Defra have published full details of the controls in place. You can use their interactive map to check if you are affected by restrictions around any premises.
The affected premises is estimated to contain approximately 23,000 birds. A number have died and the remaining live birds at the premises will be humanely culled. A full investigation is under way to determine the source of the infection.
Suffolk Trading Standards are providing regular updates via their social media channels, Twitter and Facebook, as well as to all their Consumer Champions via email (find out how to sign up here).
Starting from Wednesday 15 February, Suffolk Trading Standards will be working with their colleagues in Norfolk Trading Standards to visit all premises within the 3km zone.
All poultry keepers – whether commercial farmers or those with a small backyard flock – are currently required by law to house poultry or otherwise keep them separate from wild birds. This is because a Prevention Zone is currently in force across the UK. This applies until 28 February 2017.
- Read the latest advice and information on avian flu in the UK, including actions to reduce the risk of the disease spreading, advice for anyone who keeps poultry or captive birds and details of previous cases.

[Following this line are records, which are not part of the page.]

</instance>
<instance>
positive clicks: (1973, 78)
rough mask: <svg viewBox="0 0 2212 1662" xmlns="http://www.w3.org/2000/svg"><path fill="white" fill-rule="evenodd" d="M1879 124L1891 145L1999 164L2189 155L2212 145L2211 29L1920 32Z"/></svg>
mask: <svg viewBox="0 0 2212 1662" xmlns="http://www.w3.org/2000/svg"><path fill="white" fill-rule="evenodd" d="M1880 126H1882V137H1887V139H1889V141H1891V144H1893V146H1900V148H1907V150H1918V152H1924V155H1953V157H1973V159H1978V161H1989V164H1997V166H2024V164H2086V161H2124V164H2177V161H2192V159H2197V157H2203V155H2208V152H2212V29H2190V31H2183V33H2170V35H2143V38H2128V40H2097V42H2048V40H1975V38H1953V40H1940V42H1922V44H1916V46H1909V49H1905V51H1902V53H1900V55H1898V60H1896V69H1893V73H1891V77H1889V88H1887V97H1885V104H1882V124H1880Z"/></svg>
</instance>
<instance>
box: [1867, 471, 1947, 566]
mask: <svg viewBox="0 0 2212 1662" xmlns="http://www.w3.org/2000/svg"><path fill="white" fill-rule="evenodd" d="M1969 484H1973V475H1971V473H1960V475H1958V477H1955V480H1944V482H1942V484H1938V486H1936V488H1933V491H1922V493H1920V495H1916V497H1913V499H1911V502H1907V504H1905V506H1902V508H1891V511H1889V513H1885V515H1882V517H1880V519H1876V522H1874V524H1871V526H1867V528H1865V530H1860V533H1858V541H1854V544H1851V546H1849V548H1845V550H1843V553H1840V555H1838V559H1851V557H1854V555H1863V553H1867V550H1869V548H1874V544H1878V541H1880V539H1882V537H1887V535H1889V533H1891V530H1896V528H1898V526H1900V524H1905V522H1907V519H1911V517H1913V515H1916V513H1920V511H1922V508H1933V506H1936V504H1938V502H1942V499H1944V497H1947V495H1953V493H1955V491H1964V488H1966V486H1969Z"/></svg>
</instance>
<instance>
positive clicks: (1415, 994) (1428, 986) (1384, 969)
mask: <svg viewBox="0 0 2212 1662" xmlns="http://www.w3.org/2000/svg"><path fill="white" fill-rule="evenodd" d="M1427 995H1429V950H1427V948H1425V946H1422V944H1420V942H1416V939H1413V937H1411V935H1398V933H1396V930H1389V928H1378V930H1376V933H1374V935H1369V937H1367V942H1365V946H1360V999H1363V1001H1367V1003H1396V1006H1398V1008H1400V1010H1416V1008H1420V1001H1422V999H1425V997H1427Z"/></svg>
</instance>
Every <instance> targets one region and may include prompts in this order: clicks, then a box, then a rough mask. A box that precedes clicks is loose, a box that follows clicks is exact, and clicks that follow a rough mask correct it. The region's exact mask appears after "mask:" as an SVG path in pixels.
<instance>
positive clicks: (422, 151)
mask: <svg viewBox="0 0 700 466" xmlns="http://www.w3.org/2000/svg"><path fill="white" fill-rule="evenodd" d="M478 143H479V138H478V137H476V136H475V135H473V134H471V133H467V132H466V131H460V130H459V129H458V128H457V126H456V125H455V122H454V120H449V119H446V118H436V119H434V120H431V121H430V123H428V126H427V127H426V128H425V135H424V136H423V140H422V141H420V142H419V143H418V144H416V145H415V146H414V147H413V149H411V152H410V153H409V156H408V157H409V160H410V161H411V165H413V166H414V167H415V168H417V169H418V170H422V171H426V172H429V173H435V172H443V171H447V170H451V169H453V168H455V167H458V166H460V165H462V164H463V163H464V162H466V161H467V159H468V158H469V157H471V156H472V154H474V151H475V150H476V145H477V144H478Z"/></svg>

- Detailed guidance on avian influenza is available on what to do if you keep poultry.
- To report suspicion of disease in animals, call the Defra Rural Services Helpline on 03000 200 301.
- Members of the public should report dead wild birds - such as swans, geese, ducks, gulls or birds of prey - to the Defra helpline on 03459 33 55 77.
- Bird flu can be passed from wild birds to poultry either directly from bird to bird, or indirectly via the environment, for example in wild bird droppings. At this time of year, the H5N8 virus can survive in the environment for up to 55 days.
- The disease can be spread by people, poultry, vehicles and equipment moving between and within farms; by using shared equipment which has not been effectively cleansed and disinfected; by contact with other flocks or by birds of poor or unknown health status being introduced to your flock; by contact with vermin or wild birds; and by birds drinking from contaminated water sources or eating contaminated feed.
- Public Health England advises the risk to public health from the virus is very low and the Food Standards Agency is clear that bird flu does not pose a food safety risk for UK consumers.
- You can report non-compliance of the housing and separation requirements to Trading Standards on 01473 264859.